The UK economy has suffered a huge blow when millions of people could not get to work because of travel chaos caused by the snow, losing firms valuable business in the crucial run-up to Christmas.
An estimated two out of five staff were not able to go to work as train services ground to a halt and roads were impassable, with police in some areas advising people not to travel unless it was absolutely necessary.
A survey of almost 1,000 employers found 38% of workers could not get to their office on Thursday morning and a further 43% were late arriving.
A third of the firms questioned by employment law firm Peninsula said they will send their staff home early on Thursday if the bad weather persists.
Peter Done, managing director of Peninsula, said: “Snowfall was the major issue yesterday, but the big problem for businesses today is the icy conditions left behind. Public transport such as buses and trains have been hit with major cancellations making it almost impossible for some workers to get into work this morning.”
Rail commuter routes into London were among the worst hit, with widespread cancellations of services and lengthy delays from area across the South East. Travellers who managed to make it into London suffered delays on London Underground after a series of signal failures and faulty trains hit services.

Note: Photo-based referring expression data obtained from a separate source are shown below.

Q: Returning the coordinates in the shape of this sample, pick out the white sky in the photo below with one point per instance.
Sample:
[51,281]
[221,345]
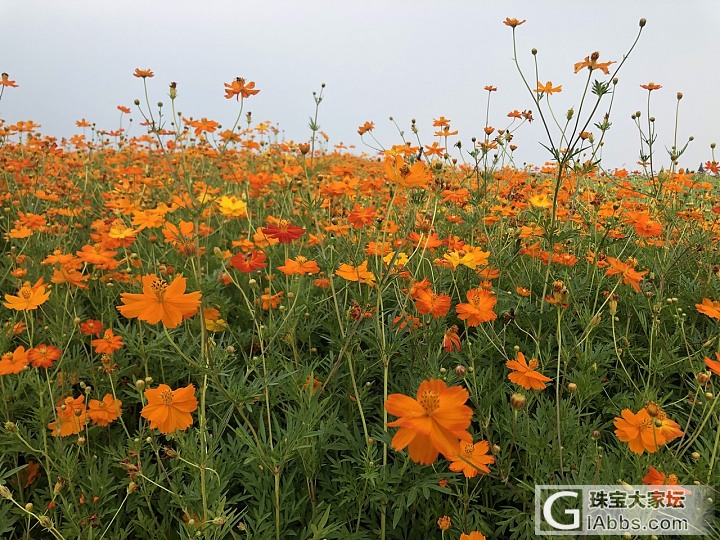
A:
[379,58]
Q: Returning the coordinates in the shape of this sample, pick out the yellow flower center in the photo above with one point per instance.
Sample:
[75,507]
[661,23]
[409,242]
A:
[166,396]
[429,401]
[158,287]
[652,409]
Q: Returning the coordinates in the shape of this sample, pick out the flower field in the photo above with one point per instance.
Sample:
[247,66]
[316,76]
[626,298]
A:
[215,333]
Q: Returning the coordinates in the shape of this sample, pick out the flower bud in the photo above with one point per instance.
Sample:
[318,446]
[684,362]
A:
[518,401]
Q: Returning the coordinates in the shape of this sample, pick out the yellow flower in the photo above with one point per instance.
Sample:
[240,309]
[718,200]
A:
[232,206]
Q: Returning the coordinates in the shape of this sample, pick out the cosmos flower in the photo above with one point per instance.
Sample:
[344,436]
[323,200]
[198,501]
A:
[160,301]
[432,423]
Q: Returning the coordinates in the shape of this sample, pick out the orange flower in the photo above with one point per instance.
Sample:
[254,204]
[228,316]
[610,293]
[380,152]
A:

The TUC repeated its plea for as many people as possible to be allowed to work from home.
TUC general secretary Brendan Barber said: “In many parts of the country the advice from the police is not to travel unless journeys are absolutely necessary. Workers everywhere have been braving the snow and ice to get into work, but where the weather makes someone’s usual commute unsafe, or where working parents find themselves with children but with no childcare, a more sensible approach is needed.”

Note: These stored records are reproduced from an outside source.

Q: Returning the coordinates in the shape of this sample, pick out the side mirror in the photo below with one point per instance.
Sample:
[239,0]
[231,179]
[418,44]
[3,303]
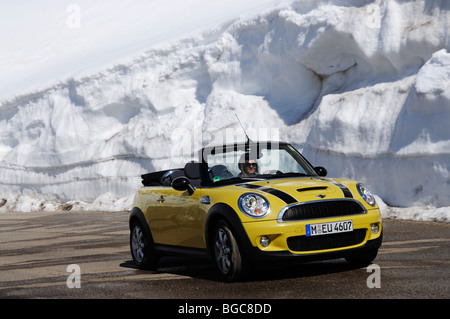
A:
[182,183]
[321,171]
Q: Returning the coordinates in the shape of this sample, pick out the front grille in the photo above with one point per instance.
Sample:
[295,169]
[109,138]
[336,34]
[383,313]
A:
[322,209]
[308,243]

John Walker, chairman of the Federation of Small Businesses, said: “Small businesses have been particularly hard-hit because of the bad weather, with staff unable to make it to work due to snow-bound roads and school closures which meant that parents have to stay at home to look after their children. We are disappointed that we still haven’t learnt the lessons from previous bad weather and that the country has yet again ground to a halt.
“We know that small firms are resilient and resourceful by putting plans in place and offering flexible working hours. It is small businesses that come to the aid of local communities in difficult times, but it is essential that this early and prolonged period of severe weather does not catch out local authorities and they must ensure they are prepared in case it continues into next year.”